NPM version Bower version Travis build status Dependency Status

Example

Basic use:

var data = crossfilter([
  { foo: 'one', bar: 1 },
  { foo: 'two', bar: 2 },
  { foo: 'three', bar: 3 },
  { foo: 'one', bar: 4 },
  { foo: 'one', bar: 5 },
  { foo: 'two', bar: 6 },
]);

var dim = data.dimension(function(d) { return d.foo; });
var group = dim.group();

// Equivalent to reductio().avg(function(d) { return d.bar; }), which sets the .sum() and .count() values.
var reducer = reductio()
    .count(true)
    .sum(function(d) { return d.bar; })
    .avg(true);

// Now it should track count, sum, and avg.
reducer(group);

group.top(Infinity);
// [ { key: 'one', value: { count: 3, sum: 10, avg: 3.3333333 },
//   { key: 'two', value: { count: 2, sum: 8, avg: 4 },
//   { key: 'three', value: { count: 1, sum: 3, avg: 3 } ]

Table of Contents

Installation

NPM

npm install --save-dev reductio

Bower

bower install --save-dev reductio

Download

Download from the [releases](https://github.com/esjewett/reductio/releases) page. Serve the reductio.js or reductio.min.js file in the top-level directory as part of your application.

CDN

Reductio is available via cdnjs. You can generate links to different versions of Reductio at: https://cdnjs.com/libraries/reductio

Getting help

If something doesn't appear to be working or you're having trouble with implementing something, it will usually be best to ask a question on Stackoverflow and tag the question with the reductio tag. When you ask your question, it is best to put together a working example showing the problem you are having. A JSFiddle template is available that already includes the Reductio and Crossfilter libraries, as well as dc.js. Use that template to make an example showing what you are seeing. In your question, reference the example, explain what you are seeing, and explain what you expect or want to see instead.

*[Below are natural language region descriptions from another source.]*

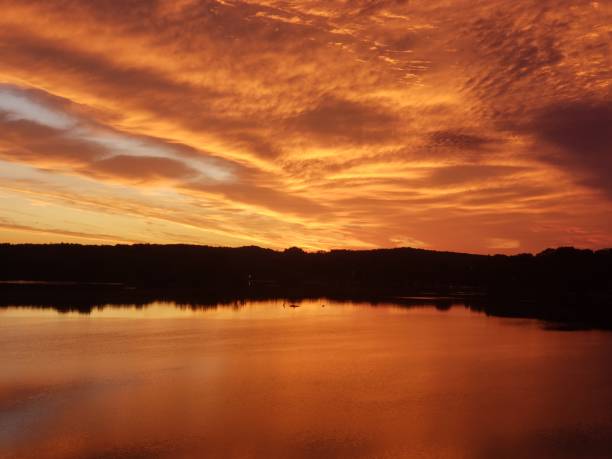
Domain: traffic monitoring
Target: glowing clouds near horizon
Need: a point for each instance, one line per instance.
(457, 125)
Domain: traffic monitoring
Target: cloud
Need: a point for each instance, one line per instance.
(581, 136)
(340, 120)
(314, 123)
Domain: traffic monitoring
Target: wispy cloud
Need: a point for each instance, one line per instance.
(463, 125)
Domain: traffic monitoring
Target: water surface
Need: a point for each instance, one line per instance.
(266, 380)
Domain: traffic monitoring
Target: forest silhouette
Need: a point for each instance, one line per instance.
(565, 284)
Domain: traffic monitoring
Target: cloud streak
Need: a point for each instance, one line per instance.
(459, 125)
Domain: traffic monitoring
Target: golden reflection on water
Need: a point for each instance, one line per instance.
(267, 380)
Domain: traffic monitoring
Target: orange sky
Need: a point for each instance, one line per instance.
(468, 125)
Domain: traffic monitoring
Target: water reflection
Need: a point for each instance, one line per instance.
(256, 379)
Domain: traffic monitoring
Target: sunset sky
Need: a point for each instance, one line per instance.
(464, 125)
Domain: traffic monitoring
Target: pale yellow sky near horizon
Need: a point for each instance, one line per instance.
(465, 125)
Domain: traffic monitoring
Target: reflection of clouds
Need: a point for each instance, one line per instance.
(335, 123)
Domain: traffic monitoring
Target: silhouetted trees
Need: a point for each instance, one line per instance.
(564, 284)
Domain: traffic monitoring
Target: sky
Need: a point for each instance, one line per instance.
(463, 125)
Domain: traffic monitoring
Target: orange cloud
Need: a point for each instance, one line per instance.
(458, 125)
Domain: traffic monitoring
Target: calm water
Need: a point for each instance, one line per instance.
(267, 381)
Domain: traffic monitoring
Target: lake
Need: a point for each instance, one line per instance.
(322, 380)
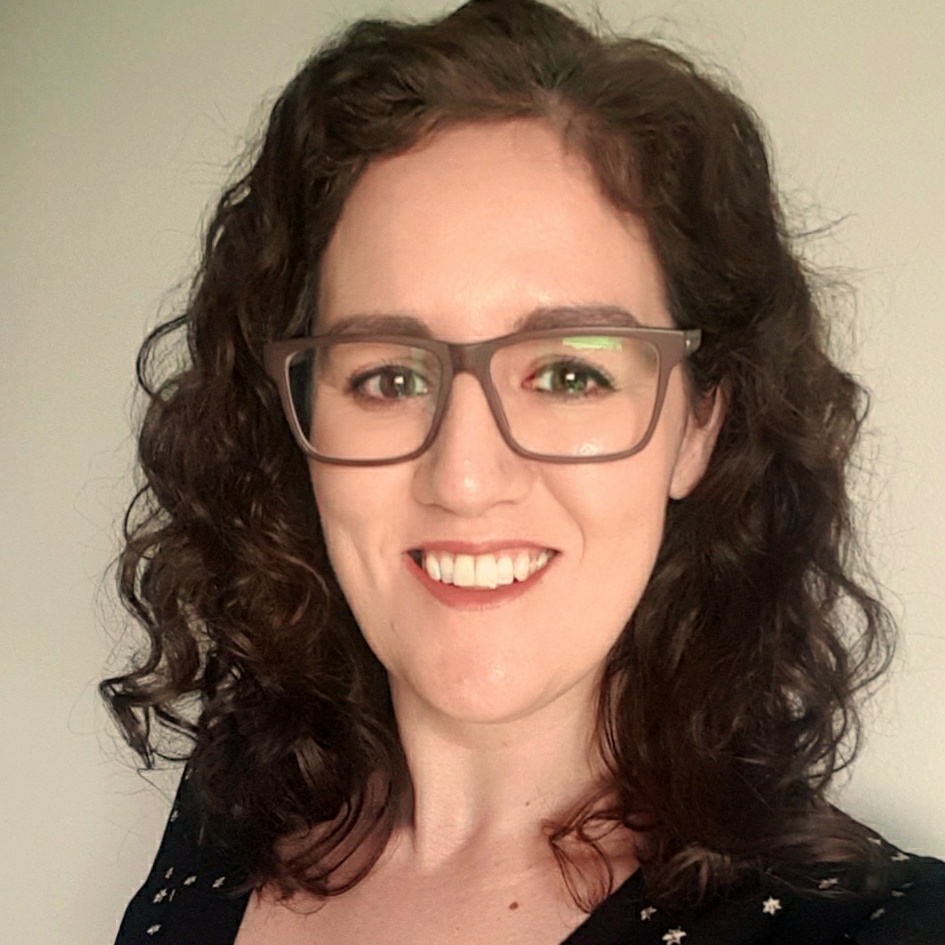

There is also a Reductio Gitter, which is a good place to check in for help if you have a quick question that doesn't fit into the Stackoverflow format, or if you are looking for a more conceptual discussion.

Accessor functions

In most cases when an accessor function is required, Reductio supports the use of the property name to be accessed in the form or a string instead. When appropriate, Reductio will even cast the value of a property to a number for you, though be aware that this will convert nulls and undefined values into 0s.

For example, the following:

reducer = reductio().sum(function(d) { return +d.number; });
reducer(group);

Is equivalent to:

reducer = reductio().sum('number');
reducer(group);

Aggregations that support this syntax with casting to a numeric value: sum, avg, exception sum, histogram value, min, max, median

Aggregations that support this syntax without casting: nest, exception, value list, standard deviation, sum of squares

Aggregations

Aggregations are composable (so you can track more than one aggregation on a given group) and may depend on each other (the 'avg' aggregation requires that 'count' and 'sum' be specified).

Standard aggregations

Current aggregations supported are shown given the following setup.
var data = crossfilter([...]);
var dim = data.dimension(...);
var group = dim.group();
var reducer;

reductio.count()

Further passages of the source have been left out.